Il faut que certain journaliste, arrête de glorifier cette dame et son équipe,un député cela ne sert à rien ici à la Réunion, elle fait que de la parade, rien que la parade et touche son salaire un point c'est tout , la preuve pourquoi il y a autant problèmes à la Réunion.

12.Posté par Payet le 09/09/2010 07:49
à Noe974,

N'étant pas de gauche, notre groupe aidera quand même Pierre…
Bon courage à tous !

à Boyer,
Nana rienk la gél, koman ou pe fé roul a ou konmsa, kréol lé kouyon minm ?

Saint-Paul est trèèèèèès saaaaaale ! Et sans projet !!!
Mais ça ne concerne que les Saint-paulois…

13.Posté par Un st paulois. le 09/09/2010 07:53
Pour toutes sat ou la fou dehors aprés 7 ans de travail.
Hier encore out l'avocat la demande un renvoi.
Mais la force renvoyé zot va vomi.
Déja 2 ans nou lé tribunal , ni désespère pas.

Un jour la roue va tourné .
Bon dié lé grand madame , fé roulé.

14.Posté par boue aillée le 09/09/2010 09:07
ringare !, euh , neuneux! euh....neoconsses ! euh..ah que je sé plu tro moua.. ah si !..Sarrequeau vilins !

15.Posté par Capelovici le 09/09/2010 11:33
14 Boyer est constant en raisonnement , mais baisse en ortographe...quel dommage !

16.Posté par SMOOKY le 09/09/2010 15:17
J'aime bien certains commentaires content que Mme Bello les défendent à l'Assemblé !!!.

Hélas! pour eux Mme Bello peut bien crier,vociférer,hurler,intervenir mille fois,vu qu'elle représente qu'une minuscule mini petite minorité tout ce qu'elle dit ne sert strictement à rien qu'à satisfaire l'égo local , en somme un grand verre d'eau dans l'océan (Indien).

Vu quelle donne l'impression de bosser elle touchera son bon salaire.

17.Posté par citoyen le 09/09/2010 18:43
- Elle a raison sur le principe d'attirer l'attention du gouvernement sur le cas Réunion qui comme d'autres DOM connaît un fort taux de chômage chronique, ce qui compromet les possibilités d'une retraite à taux plein pour beaucoup de salariés.

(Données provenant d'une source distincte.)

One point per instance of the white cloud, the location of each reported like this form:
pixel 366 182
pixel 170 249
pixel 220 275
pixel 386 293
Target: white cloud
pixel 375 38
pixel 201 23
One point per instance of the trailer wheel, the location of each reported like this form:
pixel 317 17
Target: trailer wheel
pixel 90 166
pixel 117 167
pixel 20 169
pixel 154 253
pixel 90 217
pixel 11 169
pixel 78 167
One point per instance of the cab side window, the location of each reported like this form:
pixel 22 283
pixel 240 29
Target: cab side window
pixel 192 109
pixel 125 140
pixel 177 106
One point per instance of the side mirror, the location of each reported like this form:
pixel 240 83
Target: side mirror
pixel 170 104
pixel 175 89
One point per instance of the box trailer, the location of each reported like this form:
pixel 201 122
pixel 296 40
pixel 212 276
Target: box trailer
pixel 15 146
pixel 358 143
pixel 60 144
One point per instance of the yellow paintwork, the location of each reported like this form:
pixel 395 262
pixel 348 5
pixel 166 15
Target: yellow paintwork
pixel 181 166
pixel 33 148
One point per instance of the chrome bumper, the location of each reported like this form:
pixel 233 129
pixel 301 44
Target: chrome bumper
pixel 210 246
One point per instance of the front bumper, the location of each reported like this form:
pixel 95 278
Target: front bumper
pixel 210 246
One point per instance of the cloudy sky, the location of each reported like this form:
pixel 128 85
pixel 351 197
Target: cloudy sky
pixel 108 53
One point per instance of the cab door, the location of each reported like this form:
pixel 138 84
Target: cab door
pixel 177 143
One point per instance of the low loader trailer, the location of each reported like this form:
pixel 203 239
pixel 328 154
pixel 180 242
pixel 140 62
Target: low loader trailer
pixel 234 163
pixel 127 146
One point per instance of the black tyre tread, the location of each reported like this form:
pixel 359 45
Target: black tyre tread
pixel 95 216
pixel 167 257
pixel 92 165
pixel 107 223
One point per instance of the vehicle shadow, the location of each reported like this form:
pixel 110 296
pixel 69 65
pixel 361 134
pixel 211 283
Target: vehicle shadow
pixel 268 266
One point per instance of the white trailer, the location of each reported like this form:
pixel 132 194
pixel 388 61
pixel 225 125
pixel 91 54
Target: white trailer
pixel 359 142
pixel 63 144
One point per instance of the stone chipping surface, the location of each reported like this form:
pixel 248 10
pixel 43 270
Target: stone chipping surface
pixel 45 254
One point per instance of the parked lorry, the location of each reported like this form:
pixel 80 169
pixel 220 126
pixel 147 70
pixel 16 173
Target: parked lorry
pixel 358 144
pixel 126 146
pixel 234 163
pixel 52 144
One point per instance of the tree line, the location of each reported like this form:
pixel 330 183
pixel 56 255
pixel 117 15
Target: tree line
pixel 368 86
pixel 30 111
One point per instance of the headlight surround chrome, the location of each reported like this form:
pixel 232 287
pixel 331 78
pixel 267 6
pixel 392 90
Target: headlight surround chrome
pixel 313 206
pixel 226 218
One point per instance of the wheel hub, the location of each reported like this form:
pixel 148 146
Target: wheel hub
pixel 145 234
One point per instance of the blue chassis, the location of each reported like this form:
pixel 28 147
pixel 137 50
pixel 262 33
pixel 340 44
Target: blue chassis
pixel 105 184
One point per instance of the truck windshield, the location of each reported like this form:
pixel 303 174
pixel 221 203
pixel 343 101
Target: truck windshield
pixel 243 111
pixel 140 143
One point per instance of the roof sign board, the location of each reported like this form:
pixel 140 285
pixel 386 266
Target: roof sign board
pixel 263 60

- D'accord avec Tcherno-bill avec des nuances:

* pour la surrémunération: il ne faut pas du tout la supprimer (sinon, on se tire une balle dans le pied, au plan économique), mais l'adapter au vrai différentiel de prix Réunion-métropole (mais pas sur la base des conclusions INSEE de juilllet dernier aboutissant à un différentiel totalement ridicule ...).

* pour les retraites: il y aurait du ménage à faire aussi sur ce plan là, ménage qui ne changerait rien à la rémunération des fonctionnaires, mais dans les DOM (car en métropole, un fonctionnaire n'est pas le "roi du pétrole", vu le niveau de rémunération, par rapport au privé..): en uniformisant le mode de calcul, c'est le minimum à faire.

=> déjà que le privé à la Réunion (et peut-être dans les autres DOM) y est en sous rémunération, il est en plus en "sur" inégalité de traitement pour le calcul des retraites et donc le montant des retraites!

Situation anormale..!

18.Posté par juste pour rire le 09/09/2010 20:18
combien gagne aujourd'hui Madame BELLO ???

19.Posté par sylvie le 10/09/2010 10:32
les communistes et les siocialistes à les écouter on pourrait croire q'ils ont la solution à tout et qu'ils pourraient sauver le monde. les remettre au pouvoir ne changera rien à la situation actuelle !! la france va mal, le monde va mal et malheureusement que se soit de gauche ou de droite on n'aura pas de super héros.